Ничем иным мы не можем объяснить чудо многочисленных пушкинских текстов, в которых все “так просто, как в прозе” — ни одного образа, ни одной метафоры, никаких формальных изысков, — как только участием звука голоса, выражающего одновременно разные эмоции. “Общая эмоциональная окраска, настроение (тоска, тревога, восторг)”, — говорит интонолог, — в прозаической письменной речи передается “не речью персонажа, а авторскими ремарками (говорил тихим, печальным голосом...)” (Светозарова, 1982, 23). Эти эмоции — тоска, тревога, восторг — в прозе, во-первых, сообщаются, во-вторых, сообщаются последовательно, тогда как “в голосе могут звучать одновременно и три, и более эмоций” (Светозарова, 1998, 96).
Возьмем для примера стихотворную речь персонажа — монолог Татьяны, который со школьных лет все помнят наизусть. Испытываемые героиней чувства разнообразны; это и горечь обиды (...я предпочла б обидной страсти), и любовь (я вас люблю, к чему лукавить), и жажда мщения (сегодня очередь моя), и почти детская жалоба (я плачу... Если вашей Тани), и возмущение (Как с вашим сердцем и умом быть чувства мелкого рабом?), и благодарность (Я благодарна всей душой). В стихах все это сливается в ритмической монотонии, разные и противоположные чувства образуют как бы одно сложное, которое непосредственно выражается звучанием речи.
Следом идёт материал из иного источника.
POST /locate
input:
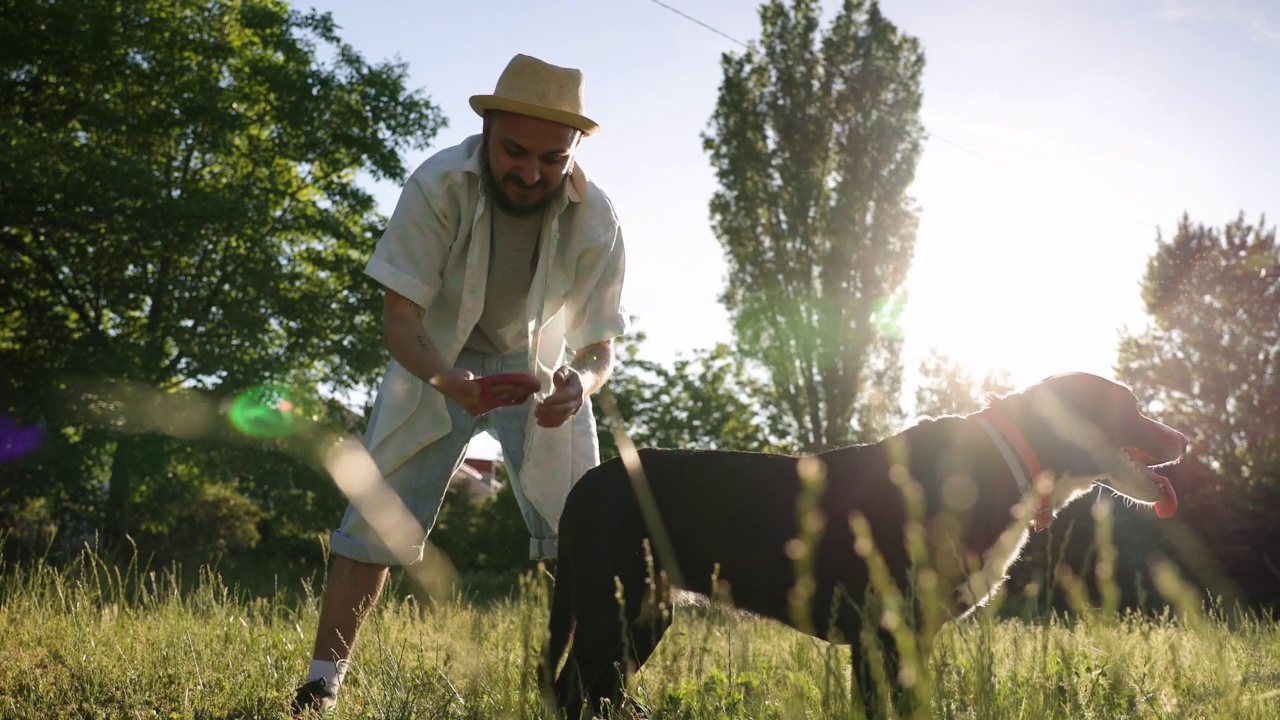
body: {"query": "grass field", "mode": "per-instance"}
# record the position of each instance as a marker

Одним и тем же тоном выражается здесь горечь, упрек, любовь, обида и возмущение.
В устной речи голосом постоянно смешиваются разные эмоции, что придает ей непреднамеренную выразительность. Недаром Цицерон устами Антония советует “подмешивать к своей страстной и грозной речи речь другого рода, мягкую и кроткую” (Цицерон, 1972, 169—170). Секрет успеха, говорит он, не столько в убеждающих доводах, сколько в возбуждении чувств, и мы видим, что это происходит как раз путем смешения их, слияния.
В прозе писателю потребовалось бы каждую отдельную реплику героини комментировать соответствующим образом, чтобы она зазвучала в воображении, соединив отповедь с исповедью, признание в любви с твердостью отказа. В стихах эмоцию не надо описывать, она возникает сама собой. Разница между стихами и прозой в способах выражения эмоций состоит в том, что в прозе эмоции описываются, тогда как в стихах они непосредственно звучат в голосе говорящего-читающего. Проза в этом смысле аналогична косвенной речи, стихи — прямой. Есть существенная разница между сообщением о чувствах и непосредственным их выражением [Возможности прозы по сравнению со стихом ограничены. Так, Н.Д.Светозарова в книге “Интонация в художественном тексте” замечает, что “любимый Достоевским глагол вскричать одинаково подходит и для сильного недоумения, и для испуга; обрывается голос и от обиды, и от гнева; глухим голос становится при выражении и любви, и печали...” (Цитируется по рукописи.)].